Começava por agradecer a vossa presença e disponibilidade por connosco aqui estarem para debater os problemas das comunidades emigrantes.
Agradecer também a todos os que nos acompanham e desde já endereçar uma fraterna saudação.
Das intervenções feitas ficou evidente que são muitos os problemas com que as nossas comunidades emigrantes se confrontam.
Aqui vieram exemplos vivos dessas mesmas dificuldades. Da falta de autonomia e capacitação do Conselho das Comunidades Portuguesas aos problemas relacionados com o ensino da Língua Portuguesa no Estrangeiro. Da falta de meios da rede consular, do apoio que não é prestado ao Movimento Associativo.
Dessa decisão, sempre tão difícil para quem a toma, de quem se vê obrigado a emigrar, procurando em outros países a sua realização profissional.
Poderemos dizer, também, que muito do que ouvimos, não é novo, não são questões que apareceram agora. É certo, e não o negamos, que em Portugal e no mundo vivemos tempos complexos e exigentes. A epidemia do Covid-19 agravou muitas situações, mas também tornou mais evidente velhos problemas que carecem de respostas e soluções.
Nos últimos anos a luta dos trabalhadores e a decisiva intervenção do PCP e da CDU, vencendo resistências e obstáculos, permitiram criar as condições para defender, repor e conquistar direitos e rendimentos.
Foi um caminho que trilhamos conscientemente, pondo sempre como condição a defesa dos interesses dos trabalhadores, do povo e do País.
Este é o nosso compromisso. É por isto que nos batemos. Por um Portugal desenvolvido e soberano. Por um País onde o direito constitucional de emigrar deixe de ser uma gravosa alternativa à falta de emprego e de emprego com direitos, em resultado de uma política que agrava as condições de vida dos trabalhadores e das suas famílias.
No próximo mês de Janeiro irão ter lugar eleições para a Assembleia da República, eleições que se revelam de enorme importância para o País e para as comunidades portuguesas.
Estas eleições são o momento de fazer convergir no voto a vontade dos que lutam por uma vida melhor. Um momento que exige determinação, empenho e convergência de todos os que verdadeiramente querem uma política alternativa, uma política patriótica e de esquerda para o nosso País, que só o reforço do PCP e da CDU está em condições de garantir.
Hoje, como sempre, estaremos na primeira linha da luta por um futuro melhor, rejeitando os limites que nos querem impor e reafirmando que o nosso País pode e deve ser um País mais justo, mais desenvolvido e mais soberano.
As comunidades emigrantes sabem que podem contar com o PCP e a CDU. Sabem que não obstante não termos nenhum deputado eleito pelos círculos da Emigração não deixamos de dar voz às suas preocupações, às suas questões, desenvolvendo um intenso trabalho intimamente ligado às comunidades emigrantes, propondo e apresentando soluções para os seus problemas.
Hoje, como sempre, é no reforço do PCP e da CDU que as comunidades emigrantes encontram a mais sólida garantia da resolução dos seus problemas.

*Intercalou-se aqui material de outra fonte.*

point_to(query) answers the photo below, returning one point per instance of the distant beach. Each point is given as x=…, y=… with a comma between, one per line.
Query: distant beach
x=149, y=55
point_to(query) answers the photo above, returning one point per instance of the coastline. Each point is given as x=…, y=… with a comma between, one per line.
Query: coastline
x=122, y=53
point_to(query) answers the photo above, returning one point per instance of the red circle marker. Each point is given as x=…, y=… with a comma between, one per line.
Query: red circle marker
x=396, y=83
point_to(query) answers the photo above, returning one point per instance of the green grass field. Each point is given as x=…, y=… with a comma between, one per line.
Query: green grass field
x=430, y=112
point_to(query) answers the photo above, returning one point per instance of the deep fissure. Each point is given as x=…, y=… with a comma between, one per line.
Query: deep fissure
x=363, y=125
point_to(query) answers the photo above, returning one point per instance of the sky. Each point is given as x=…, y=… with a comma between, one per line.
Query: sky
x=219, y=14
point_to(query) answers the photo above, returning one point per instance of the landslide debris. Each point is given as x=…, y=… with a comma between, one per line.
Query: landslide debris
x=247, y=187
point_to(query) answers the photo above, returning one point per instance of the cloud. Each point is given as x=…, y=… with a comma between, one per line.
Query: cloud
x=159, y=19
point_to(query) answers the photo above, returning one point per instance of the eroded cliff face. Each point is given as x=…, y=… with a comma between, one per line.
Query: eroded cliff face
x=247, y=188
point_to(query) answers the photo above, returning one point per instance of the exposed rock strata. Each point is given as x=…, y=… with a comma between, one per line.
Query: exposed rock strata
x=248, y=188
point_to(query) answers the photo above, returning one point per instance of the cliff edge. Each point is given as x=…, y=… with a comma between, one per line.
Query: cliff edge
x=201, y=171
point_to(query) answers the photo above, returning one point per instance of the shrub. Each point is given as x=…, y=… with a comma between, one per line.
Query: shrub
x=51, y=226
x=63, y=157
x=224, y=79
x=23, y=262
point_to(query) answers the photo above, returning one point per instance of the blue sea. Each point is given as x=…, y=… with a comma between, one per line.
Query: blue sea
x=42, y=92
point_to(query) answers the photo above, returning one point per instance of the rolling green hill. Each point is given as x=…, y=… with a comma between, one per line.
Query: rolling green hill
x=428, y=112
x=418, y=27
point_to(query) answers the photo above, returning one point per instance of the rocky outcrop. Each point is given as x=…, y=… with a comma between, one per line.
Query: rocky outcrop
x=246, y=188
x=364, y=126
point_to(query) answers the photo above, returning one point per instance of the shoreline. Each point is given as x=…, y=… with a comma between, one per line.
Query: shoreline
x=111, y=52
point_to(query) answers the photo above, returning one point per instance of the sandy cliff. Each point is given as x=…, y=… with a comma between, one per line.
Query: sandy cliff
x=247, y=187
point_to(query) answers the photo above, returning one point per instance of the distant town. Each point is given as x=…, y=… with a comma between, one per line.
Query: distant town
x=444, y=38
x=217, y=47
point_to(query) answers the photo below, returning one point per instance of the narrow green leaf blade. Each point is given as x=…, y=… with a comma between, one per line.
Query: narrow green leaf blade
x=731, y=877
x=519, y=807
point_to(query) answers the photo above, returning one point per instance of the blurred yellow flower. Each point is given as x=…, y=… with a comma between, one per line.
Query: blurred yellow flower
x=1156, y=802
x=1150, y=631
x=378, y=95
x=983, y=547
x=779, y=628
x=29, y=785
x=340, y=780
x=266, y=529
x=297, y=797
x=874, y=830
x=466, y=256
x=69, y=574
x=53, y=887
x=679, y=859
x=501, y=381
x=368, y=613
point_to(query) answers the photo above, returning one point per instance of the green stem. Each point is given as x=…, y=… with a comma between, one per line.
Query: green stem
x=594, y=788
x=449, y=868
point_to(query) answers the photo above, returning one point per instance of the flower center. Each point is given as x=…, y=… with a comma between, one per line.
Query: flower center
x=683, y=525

E esta é a questão que se coloca. Avançar no que é preciso fazer ou continuar sem respostas aos problemas que se nos colocam. Eleger deputados verdadeiramente comprometidos com a defesa dos seus interesses e aspirações ou prosseguir com velhas opções que já mostraram nada resolver.
Da nossa parte uma garantia vos deixamos. Há um outro rumo e uma outra política capaz de responder aos problemas de Portugal. Não nos resignamos a um País com o futuro comprometido. Não nos resignamos perante o desaproveitamento das potencialidades existentes no nosso País. Portugal pode ser mais desenvolvido, mais justo e soberano. Portugal, os portugueses, as comunidades portuguesas espalhadas pelo mundo, merecem e precisam de uma outra política, uma política alternativa, patriótica e de esquerda.
É por isso que lutamos. É por isso que contamos com o vosso apoio.